Working with Phenopackets in Python

Similarly to Java, the Phenopacket Schema can be considered the source of truth for the specification, and the JSON produced by an arbitrary implementation can be used to inter-operate with other services. Nevertheless, we strongly suggest to use the phenopackets library available from Python Package Index (PyPi) or use the Python bindings generated by Protobuf compiler from the Protobuf files.

Here we provide a brief overview of the phenopackets library.

Install phenopackets into your Python environment

The phenopackets package can be installed from PyPi by running:

python3 -m pip install phenopackets

We use pip to install phenopackets and the required libraries/dependencies.

Create building blocks programmatically

Let’s start by importing all building blocks of Phenopacket Schema v2:

>>> import phenopackets.schema.v2 as pps2

Now we can access all building blocks of v2 Phenopacket Schema via pps2 alias.

For instance, we can create an Ontology class that corresponds to a Human Phenotype Ontology term for Spherocytosis (HP:0004444):

>>> spherocytosis = pps2.OntologyClass(id='HP:0004444', label='Spherocytosis')
>>> spherocytosis 
  id: "HP:0004444"
  label: "Spherocytosis"

All schema building blocks, including OntologyClass, are available under pps2 alias, and can be created with constructors that accept key/value arguments. The constructors will not allow passing of arbitrary attributes:

>>> pps2.OntologyClass(foo='bar')
Traceback (most recent call last):
  ...
ValueError: Protocol message OntologyClass has no "foo" field.
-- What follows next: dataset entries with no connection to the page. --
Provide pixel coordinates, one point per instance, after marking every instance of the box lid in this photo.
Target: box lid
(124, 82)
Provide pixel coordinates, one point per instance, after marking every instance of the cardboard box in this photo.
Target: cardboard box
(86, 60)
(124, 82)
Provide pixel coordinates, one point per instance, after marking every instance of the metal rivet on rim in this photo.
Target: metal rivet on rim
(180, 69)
We do not have to provide all attributes at the creation time and we can set the fields sequentially using Python property syntax, to achieve the same outcome:

>>> spherocytosis2 = pps2.OntologyClass()
>>> spherocytosis2.id = 'HP:0004444'
>>> spherocytosis2.label = 'Spherocytosis'
>>> spherocytosis == spherocytosis2
True

However, setting the field values with property syntax only works for singular (non-message) fields, such as bool, int, str, or float, and the assignment will NOT work for message fields:

>>> pf = pps2.PhenotypicFeature()
>>> pf.type = spherocytosis 
Traceback (most recent call last):
  ...
AttributeError: Assignment not allowed to composite field "type" in protocol message object.

To set a message field, we must use the CopyFrom function:

>>> pf.type.CopyFrom(spherocytosis)
>>> pf 
  type {
    id: "HP:0004444"
    label: "Spherocytosis"
  }

Last, a repeated field can be set using list-like semantics:

>>> modifiers = (
...   pps2.OntologyClass(id='HP:0003623', label='Neonatal onset'),
...   pps2.OntologyClass(id='HP:0011010', label='Chronic'),
... )
>>> pf.modifiers.extend(modifiers)
>>> pf 
  type {
    id: "HP:0004444"
    label: "Spherocytosis"
  }
  modifiers {
    id: "HP:0003623"
    label: "Neonatal onset"
  }
  modifiers {
    id: "HP:0011010"
    label: "Chronic"
  }

See Protobuf documentation for more info.

Building blocks I/O

Having an instance with data, we can write the content into Protobuf’s wire format:

>>> binary_str = pf.SerializeToString()
>>> binary_str
b'\x12\x1b\n\nHP:0004444\x12\rSpherocytosis*\x1c\n\nHP:0003623\x12\x0eNeonatal onset*\x15\n\nHP:0011010\x12\x07Chronic'

and get the same content back:

>>> pf2 = pps2.PhenotypicFeature()
>>> _ = pf2.ParseFromString(binary_str)
>>> pf == pf2
True

We can also dump the content of the building block to a JSON string or to a dict with Python objects using MessageToJson or MessageToDict functions:

>>> from google.protobuf.json_format import MessageToDict
>>> json_dict = MessageToDict(pf)
>>> json_dict
{'type': {'id': 'HP:0004444', 'label': 'Spherocytosis'}, 'modifiers': [{'id': 'HP:0003623', 'label': 'Neonatal onset'}, {'id': 'HP:0011010', 'label': 'Chronic'}]}

We complete the JSON round-trip using Parse or ParseDict functions:

>>> from google.protobuf.json_format import ParseDict
>>> pf2 = ParseDict(json_dict, pps2.PhenotypicFeature())
>>> pf == pf2
True